Highways maintains both so I don't know why the difference in maintenance. I suppose the shier amount of use that Porteau Cove's dock gets makes it a higher priority. Technically the whole apperatus and dock/pier is under control of Highways rather than BC Parks.
I took a few pictures of our Marine infrastructure a few months ago. I can asure you all nothing has changed.
I'll start off with the dock at Darrel Bay, which was the Ferry dock that BC Ferries considered running a Ferry to. But it was deemed unsafe to use. As you can see, the dock is outdated, yet seems to remain entact. It was actually given a new wooden deck, new railings, and a new ramp back in 2005/6. I can even remember seeing the Nimpkish fill in for the Garibaldi II back in 2004, while she was out for annual refit.
Here's our deep sea port, which can handle some fairly large Freighters. It has rail and road access.

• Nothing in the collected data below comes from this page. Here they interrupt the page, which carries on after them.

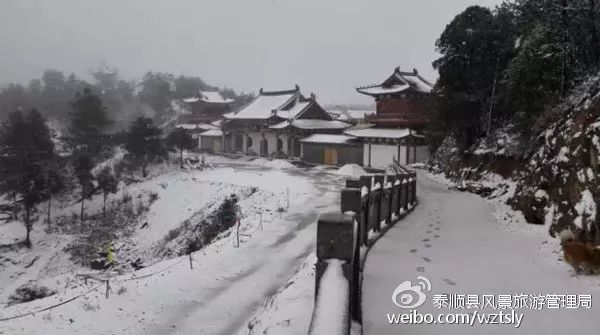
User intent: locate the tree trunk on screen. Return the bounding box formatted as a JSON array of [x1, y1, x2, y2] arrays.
[[25, 206, 31, 248], [12, 192, 18, 221], [81, 190, 85, 224], [561, 0, 569, 96], [590, 0, 600, 64], [103, 192, 107, 218], [47, 193, 51, 230], [180, 146, 184, 169], [142, 162, 147, 178]]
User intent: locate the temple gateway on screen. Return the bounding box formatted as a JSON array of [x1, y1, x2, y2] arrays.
[[348, 67, 434, 168]]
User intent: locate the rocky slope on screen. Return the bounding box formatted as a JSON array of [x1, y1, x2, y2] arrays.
[[511, 72, 600, 242], [432, 71, 600, 243]]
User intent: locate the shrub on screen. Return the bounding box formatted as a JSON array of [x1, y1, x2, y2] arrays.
[[148, 191, 159, 204], [7, 284, 57, 306]]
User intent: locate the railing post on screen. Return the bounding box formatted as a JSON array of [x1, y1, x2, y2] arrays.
[[371, 187, 381, 233], [314, 212, 357, 334], [360, 188, 369, 246], [341, 186, 362, 247], [386, 175, 395, 223], [392, 176, 401, 217], [401, 175, 409, 212], [411, 173, 417, 205]]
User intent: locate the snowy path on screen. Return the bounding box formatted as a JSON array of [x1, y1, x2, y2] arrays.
[[1, 166, 343, 335], [362, 172, 600, 334]]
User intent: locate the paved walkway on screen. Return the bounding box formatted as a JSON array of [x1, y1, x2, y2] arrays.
[[362, 172, 600, 334]]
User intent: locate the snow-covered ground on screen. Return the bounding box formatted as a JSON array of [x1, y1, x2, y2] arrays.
[[0, 156, 346, 335], [362, 171, 600, 334]]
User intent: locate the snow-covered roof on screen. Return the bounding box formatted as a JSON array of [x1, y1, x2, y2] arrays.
[[356, 68, 433, 96], [200, 91, 234, 104], [357, 84, 410, 96], [175, 123, 218, 131], [175, 123, 199, 130], [345, 127, 411, 139], [182, 90, 234, 104], [270, 119, 351, 130], [276, 100, 311, 119], [300, 134, 356, 144], [225, 89, 299, 120], [199, 129, 223, 137]]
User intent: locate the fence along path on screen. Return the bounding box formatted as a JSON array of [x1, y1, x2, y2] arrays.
[[309, 167, 418, 335]]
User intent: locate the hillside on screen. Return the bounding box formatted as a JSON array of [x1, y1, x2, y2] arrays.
[[430, 71, 600, 245], [0, 154, 345, 334]]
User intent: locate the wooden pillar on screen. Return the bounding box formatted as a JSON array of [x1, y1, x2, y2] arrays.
[[368, 141, 372, 168], [413, 145, 417, 164]]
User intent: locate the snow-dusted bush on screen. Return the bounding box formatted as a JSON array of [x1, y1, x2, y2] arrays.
[[62, 190, 155, 267], [7, 283, 56, 306], [158, 193, 241, 256]]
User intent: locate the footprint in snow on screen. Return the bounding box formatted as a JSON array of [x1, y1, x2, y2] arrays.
[[417, 266, 426, 273], [434, 235, 440, 239], [409, 248, 418, 254], [425, 244, 432, 248], [422, 238, 430, 242], [443, 278, 457, 286], [422, 257, 431, 262]]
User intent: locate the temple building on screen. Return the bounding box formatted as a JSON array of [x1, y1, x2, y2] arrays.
[[218, 86, 351, 158], [180, 90, 234, 125], [348, 67, 435, 168]]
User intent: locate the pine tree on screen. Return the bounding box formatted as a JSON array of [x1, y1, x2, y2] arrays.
[[72, 152, 94, 223], [69, 88, 112, 158], [96, 166, 118, 217], [0, 109, 55, 247], [125, 117, 167, 177], [43, 160, 64, 229], [166, 128, 196, 168], [432, 5, 517, 149]]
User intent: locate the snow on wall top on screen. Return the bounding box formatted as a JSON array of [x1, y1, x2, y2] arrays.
[[199, 129, 223, 137], [345, 127, 411, 139], [300, 134, 356, 144], [225, 90, 299, 120], [270, 119, 351, 130], [308, 259, 349, 335]]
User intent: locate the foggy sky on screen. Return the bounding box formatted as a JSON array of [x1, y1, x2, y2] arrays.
[[0, 0, 502, 105]]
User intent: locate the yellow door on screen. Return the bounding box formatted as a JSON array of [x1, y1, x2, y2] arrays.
[[324, 148, 338, 165]]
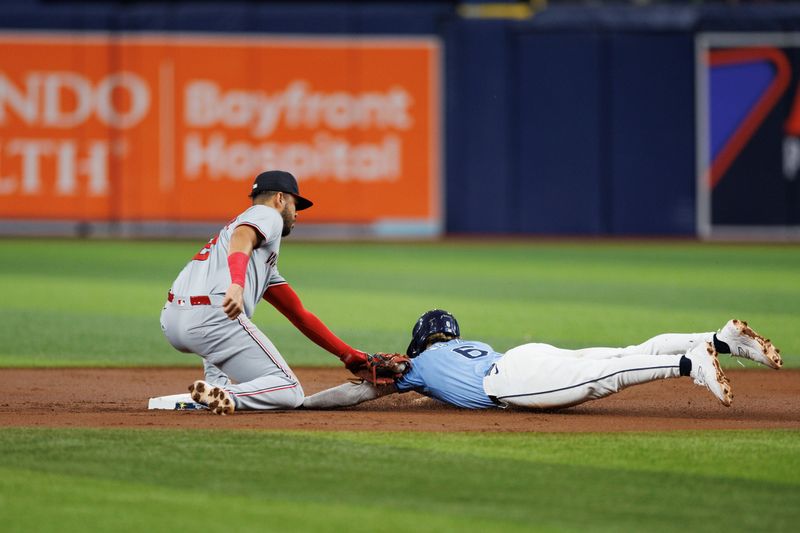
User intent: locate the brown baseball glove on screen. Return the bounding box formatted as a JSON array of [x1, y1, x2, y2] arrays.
[[362, 352, 411, 385]]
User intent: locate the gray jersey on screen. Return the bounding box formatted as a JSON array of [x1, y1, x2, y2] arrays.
[[170, 205, 286, 318]]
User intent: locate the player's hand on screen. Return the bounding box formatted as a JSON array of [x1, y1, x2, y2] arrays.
[[363, 352, 411, 385], [340, 350, 369, 375], [222, 283, 245, 320]]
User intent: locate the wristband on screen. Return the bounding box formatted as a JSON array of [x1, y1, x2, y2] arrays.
[[227, 252, 249, 287]]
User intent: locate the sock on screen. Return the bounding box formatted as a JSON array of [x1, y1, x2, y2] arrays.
[[713, 334, 731, 354], [679, 355, 692, 377]]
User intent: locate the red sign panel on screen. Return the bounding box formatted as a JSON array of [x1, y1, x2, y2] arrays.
[[0, 32, 441, 230]]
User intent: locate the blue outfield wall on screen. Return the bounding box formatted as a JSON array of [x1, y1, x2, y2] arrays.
[[607, 32, 696, 236], [514, 31, 607, 235], [3, 2, 800, 236], [445, 19, 697, 235], [447, 5, 800, 236]]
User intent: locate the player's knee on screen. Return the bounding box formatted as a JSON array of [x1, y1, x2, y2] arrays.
[[288, 383, 305, 408], [274, 382, 304, 409]]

Now here's the old train barge ramp. There used to be an old Chlorine plant at this site, and it was all removed back in 1997. The dock has seen better days. One of the last times it was used, was when the Queen of the Islands came up to spend a Winter here. The ramp was always left in the raised position before, but there was a gangway leading down on to the ferry. She even broke lose from this dock, because she wanted to go for a trip down Howe Sound with the Northern outflow winds we had at the time. They managed to tow her back from Watts point, which is just noticeable in the background on the left.

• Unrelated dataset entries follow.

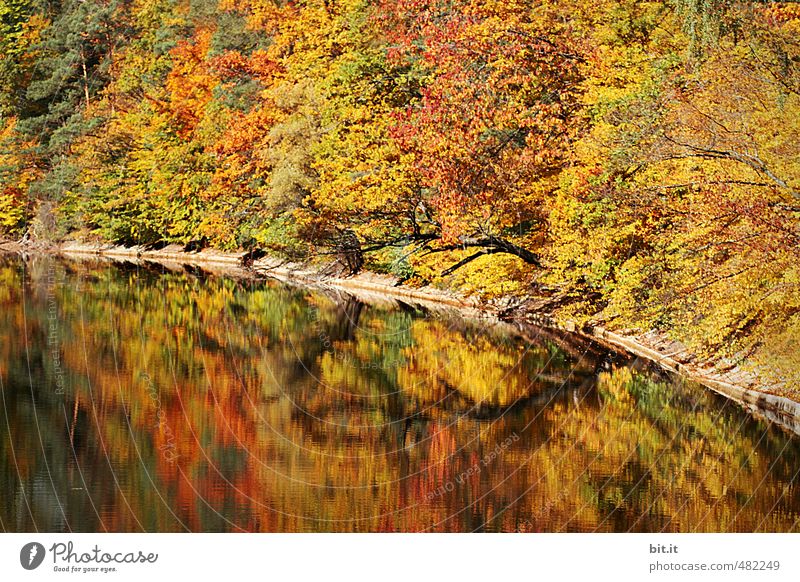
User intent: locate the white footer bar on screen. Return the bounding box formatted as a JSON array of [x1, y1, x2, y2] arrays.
[[0, 533, 796, 581]]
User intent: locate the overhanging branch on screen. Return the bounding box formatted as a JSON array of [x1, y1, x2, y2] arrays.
[[424, 234, 543, 275]]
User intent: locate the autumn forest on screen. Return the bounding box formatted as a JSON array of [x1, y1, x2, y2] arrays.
[[1, 0, 799, 391]]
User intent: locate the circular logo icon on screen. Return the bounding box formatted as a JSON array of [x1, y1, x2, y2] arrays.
[[20, 542, 46, 570]]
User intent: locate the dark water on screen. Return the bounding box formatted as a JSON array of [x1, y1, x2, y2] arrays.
[[1, 255, 799, 532]]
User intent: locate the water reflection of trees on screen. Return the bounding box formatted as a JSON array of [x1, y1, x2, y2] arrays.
[[0, 256, 798, 532]]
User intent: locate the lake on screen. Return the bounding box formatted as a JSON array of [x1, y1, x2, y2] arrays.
[[1, 254, 798, 532]]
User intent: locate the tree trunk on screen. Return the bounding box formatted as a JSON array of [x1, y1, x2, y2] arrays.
[[81, 49, 90, 110], [335, 229, 364, 275]]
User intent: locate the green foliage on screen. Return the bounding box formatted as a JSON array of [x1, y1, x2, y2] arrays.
[[0, 0, 37, 116], [17, 0, 130, 152]]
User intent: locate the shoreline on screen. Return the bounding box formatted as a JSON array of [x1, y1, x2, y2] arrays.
[[4, 238, 799, 435]]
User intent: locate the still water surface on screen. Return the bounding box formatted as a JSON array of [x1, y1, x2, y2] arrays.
[[1, 255, 799, 532]]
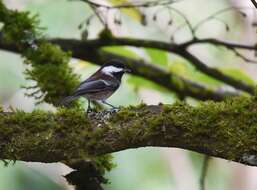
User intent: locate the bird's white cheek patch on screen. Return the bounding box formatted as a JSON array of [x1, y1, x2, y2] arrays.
[[102, 66, 123, 75]]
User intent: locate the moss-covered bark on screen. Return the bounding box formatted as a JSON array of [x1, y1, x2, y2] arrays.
[[0, 1, 110, 187], [0, 95, 257, 166], [0, 1, 79, 106]]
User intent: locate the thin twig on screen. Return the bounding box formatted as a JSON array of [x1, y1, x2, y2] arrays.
[[193, 6, 254, 34], [152, 6, 195, 38], [176, 49, 254, 94], [250, 0, 257, 9], [168, 6, 195, 38], [200, 156, 210, 190], [88, 4, 106, 27], [78, 0, 181, 9], [232, 49, 257, 64], [181, 38, 257, 51]]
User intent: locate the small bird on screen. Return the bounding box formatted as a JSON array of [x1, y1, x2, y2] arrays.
[[60, 60, 131, 111]]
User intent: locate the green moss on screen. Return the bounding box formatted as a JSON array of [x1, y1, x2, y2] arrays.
[[163, 96, 257, 159], [94, 154, 115, 173], [0, 108, 115, 181], [0, 94, 257, 166], [99, 94, 257, 163], [0, 0, 114, 182], [0, 1, 79, 106]]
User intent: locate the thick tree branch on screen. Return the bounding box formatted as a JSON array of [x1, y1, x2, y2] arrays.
[[0, 37, 237, 101], [0, 95, 257, 166], [50, 37, 255, 94], [69, 49, 238, 101], [76, 36, 257, 52]]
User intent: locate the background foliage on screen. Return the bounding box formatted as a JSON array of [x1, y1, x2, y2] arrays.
[[0, 0, 256, 190]]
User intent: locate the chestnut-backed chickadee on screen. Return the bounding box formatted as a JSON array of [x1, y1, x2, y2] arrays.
[[60, 60, 131, 111]]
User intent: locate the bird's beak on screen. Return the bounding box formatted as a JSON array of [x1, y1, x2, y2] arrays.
[[124, 68, 132, 73]]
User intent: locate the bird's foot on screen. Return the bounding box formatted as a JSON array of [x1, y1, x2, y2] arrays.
[[108, 107, 120, 113], [86, 108, 94, 114]]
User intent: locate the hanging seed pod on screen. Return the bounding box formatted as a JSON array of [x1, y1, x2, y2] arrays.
[[168, 19, 173, 26], [117, 19, 122, 25], [254, 44, 257, 57], [86, 17, 91, 26], [114, 18, 122, 25], [225, 24, 230, 32], [78, 22, 83, 30], [170, 35, 174, 42], [153, 14, 157, 21], [81, 30, 88, 40], [141, 14, 147, 26], [114, 18, 119, 24]]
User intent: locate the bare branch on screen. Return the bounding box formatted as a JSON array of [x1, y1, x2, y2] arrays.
[[250, 0, 257, 9], [181, 38, 257, 51], [200, 156, 210, 190], [61, 37, 255, 94], [88, 3, 106, 27], [76, 0, 181, 9], [232, 49, 257, 64], [175, 49, 254, 94], [193, 7, 253, 35], [0, 34, 254, 96], [153, 6, 195, 38], [0, 36, 236, 101]]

I've been looking at some historical photos of Horseshoe Bay recently, and found some pretty shocking evidence... For the people who protested the Eagle Bluffs overland route, they are about 50 years to late. They might want to go find the people who built the original Sea-to-Sky as well as the PGE railway route along Howe Sound. Historical photos of Horseshoe Bay reveal that the construction basically laid bare the rock bluffs near Horseshoe Bay... all the vegetation just disappeared in some spots.
Perhaps the highway expansion is not the environmental dooms-day they would have us believe. It also does not seem very reflective of a supposedly environmentally conscious provincial government to ignore the purportedly more environmentally friendly option of building a tunnel. If you want to save the environment, you should choose the greener option when building a highway, even if the price-tag is a little higher, because, can you really put a price on the future health of environment and the inestimable value that all those at-risk species will have in the future if you had saved their habitat by building a tunnel?